CoStar Sees 5% Rise in Office Leasing to 410M Sq Ft; Apartments.com Notes December Rent Up 0.1%
CoStar’s year-end data showed U.S. office leasing rose 5% y/y to 410 million sq ft in 2025, including three consecutive quarters above 100 million sq ft and Boston leading growth at +52%. Apartments.com data showed December U.S. apartment rents rose 0.1% to $1,708, while annual growth slowed to 0.66% with the Midwest up 2.2% and the West down 0.01%.
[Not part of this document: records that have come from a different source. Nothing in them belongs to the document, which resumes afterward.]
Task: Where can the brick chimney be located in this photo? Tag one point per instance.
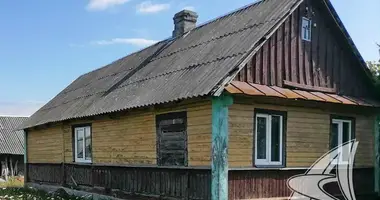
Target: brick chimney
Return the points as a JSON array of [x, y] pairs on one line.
[[184, 21]]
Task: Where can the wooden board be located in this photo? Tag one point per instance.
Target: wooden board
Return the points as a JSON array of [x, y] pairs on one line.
[[307, 135]]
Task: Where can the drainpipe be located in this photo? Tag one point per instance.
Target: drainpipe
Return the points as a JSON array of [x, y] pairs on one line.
[[219, 164], [377, 154]]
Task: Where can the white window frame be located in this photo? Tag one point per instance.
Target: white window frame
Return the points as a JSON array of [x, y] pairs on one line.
[[84, 129], [267, 161], [306, 20], [340, 136]]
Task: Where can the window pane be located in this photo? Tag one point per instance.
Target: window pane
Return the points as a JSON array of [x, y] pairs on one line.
[[173, 145], [334, 135], [261, 136], [346, 138], [88, 146], [346, 132], [80, 134], [275, 139]]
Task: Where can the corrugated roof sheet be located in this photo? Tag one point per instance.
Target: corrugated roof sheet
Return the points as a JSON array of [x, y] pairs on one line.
[[238, 87], [11, 140], [173, 69]]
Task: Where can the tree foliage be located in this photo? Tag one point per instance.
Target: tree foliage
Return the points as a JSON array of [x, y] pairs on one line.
[[374, 67]]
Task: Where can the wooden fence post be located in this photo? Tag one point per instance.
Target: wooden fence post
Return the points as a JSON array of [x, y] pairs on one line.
[[219, 168]]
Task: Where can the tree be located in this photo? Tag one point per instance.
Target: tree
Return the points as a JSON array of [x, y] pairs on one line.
[[374, 67]]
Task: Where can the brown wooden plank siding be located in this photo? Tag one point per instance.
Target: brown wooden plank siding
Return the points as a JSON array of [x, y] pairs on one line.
[[326, 61], [126, 139], [307, 135], [45, 145]]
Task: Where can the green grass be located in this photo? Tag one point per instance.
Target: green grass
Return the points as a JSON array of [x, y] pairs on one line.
[[14, 182], [33, 194]]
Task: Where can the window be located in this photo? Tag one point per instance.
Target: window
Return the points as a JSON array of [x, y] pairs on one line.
[[269, 130], [171, 139], [82, 144], [342, 131], [306, 29]]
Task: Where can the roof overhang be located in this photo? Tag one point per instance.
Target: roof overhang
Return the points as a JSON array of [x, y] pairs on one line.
[[250, 89]]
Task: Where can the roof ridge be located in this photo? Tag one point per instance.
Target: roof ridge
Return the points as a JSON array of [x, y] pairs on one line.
[[184, 68], [171, 38], [226, 15], [182, 49], [147, 78], [214, 38]]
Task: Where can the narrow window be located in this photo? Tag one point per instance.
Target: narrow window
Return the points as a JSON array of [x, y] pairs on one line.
[[306, 29], [82, 142], [342, 131], [269, 136], [171, 139]]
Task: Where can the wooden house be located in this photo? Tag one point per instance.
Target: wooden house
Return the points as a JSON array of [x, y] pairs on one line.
[[228, 109], [11, 146]]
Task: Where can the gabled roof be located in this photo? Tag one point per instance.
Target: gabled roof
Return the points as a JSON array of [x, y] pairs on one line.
[[11, 140], [193, 65]]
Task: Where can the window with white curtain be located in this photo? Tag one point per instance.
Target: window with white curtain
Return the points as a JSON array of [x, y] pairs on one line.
[[83, 145]]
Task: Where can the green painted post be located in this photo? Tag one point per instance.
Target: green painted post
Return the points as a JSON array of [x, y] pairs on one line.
[[219, 169], [25, 156], [377, 154]]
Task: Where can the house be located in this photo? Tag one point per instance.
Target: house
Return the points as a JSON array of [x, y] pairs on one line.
[[11, 146], [228, 109]]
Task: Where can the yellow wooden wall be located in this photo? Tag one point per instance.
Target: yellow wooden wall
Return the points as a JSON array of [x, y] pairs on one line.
[[307, 136], [127, 139], [45, 145]]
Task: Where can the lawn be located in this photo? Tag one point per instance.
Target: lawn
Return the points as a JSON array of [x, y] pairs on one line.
[[13, 189], [33, 194]]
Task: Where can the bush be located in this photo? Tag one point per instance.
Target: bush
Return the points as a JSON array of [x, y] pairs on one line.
[[34, 194]]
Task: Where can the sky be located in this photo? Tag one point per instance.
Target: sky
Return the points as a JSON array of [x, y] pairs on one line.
[[45, 44]]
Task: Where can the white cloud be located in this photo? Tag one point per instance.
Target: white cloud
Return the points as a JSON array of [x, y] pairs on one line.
[[149, 7], [97, 5], [140, 42], [192, 8], [73, 45], [25, 109]]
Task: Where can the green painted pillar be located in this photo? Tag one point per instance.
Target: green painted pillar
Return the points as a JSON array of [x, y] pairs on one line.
[[219, 168], [25, 156], [377, 154]]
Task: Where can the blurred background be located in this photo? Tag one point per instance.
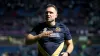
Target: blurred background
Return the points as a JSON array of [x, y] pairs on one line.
[[19, 16]]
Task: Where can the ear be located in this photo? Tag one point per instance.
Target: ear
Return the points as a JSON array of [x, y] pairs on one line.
[[56, 15]]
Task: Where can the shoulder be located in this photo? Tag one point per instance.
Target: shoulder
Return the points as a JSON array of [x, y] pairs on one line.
[[62, 25]]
1. Office Leasing Activity Rises 5% in 2025
CoStar Group reported that U.S. office leasing activity increased by 5% year-over-year in 2025, as tenants signed an estimated 410 million square feet of new office space. This marks a rebound from 2024, when leasing volume reached its lowest level in 15 years (excluding 2020). Notably, the year closed with three consecutive quarters exceeding 100 million square feet of leasing volume—a feat not seen since early 2022. With approximately 30,000 lease deals executed, the average deal size was 3,500 square feet, more than 15% smaller than the five-year pre-pandemic average. Boston led all markets with a 52% increase in leasing activity, restoring its annual volume to the pre-pandemic five-year average, while San Jose and San Francisco each recorded 40% growth driven largely by demand from artificial intelligence firms. Conversely, Seattle, Atlanta, Houston and Philadelphia saw declines in new office lease signings.
2. Apartments.com Reports December 2025 Rent Growth
Apartments.com, a CoStar Group brand, released its multifamily rent growth report for December 2025 showing the national average rent rose to $1,708 in December—a 0.1% monthly increase from November’s revised $1,707. This uptick reverses five consecutive months of flat or negative monthly change. Annual rent growth eased slightly to 0.66% from 0.74% in November and down from 1.5% at the start of 2025. Regionally, the Midwest led with a 0.12% monthly gain and 2.2% annual growth; the South rose 0.07% month-over-month but declined 0.1% year-over-year; the Northeast increased 0.06% monthly and 1.5% annually; the West was the only region to post a monthly decline of 0.01% and an annual drop of 1.4%. At the metro level, 25 of the top 50 markets saw rent increases, led by San Francisco (+0.64%), Norfolk (+0.53%) and Richmond (+0.42%), while Portland, OR, recorded the steepest monthly decline at 0.29%.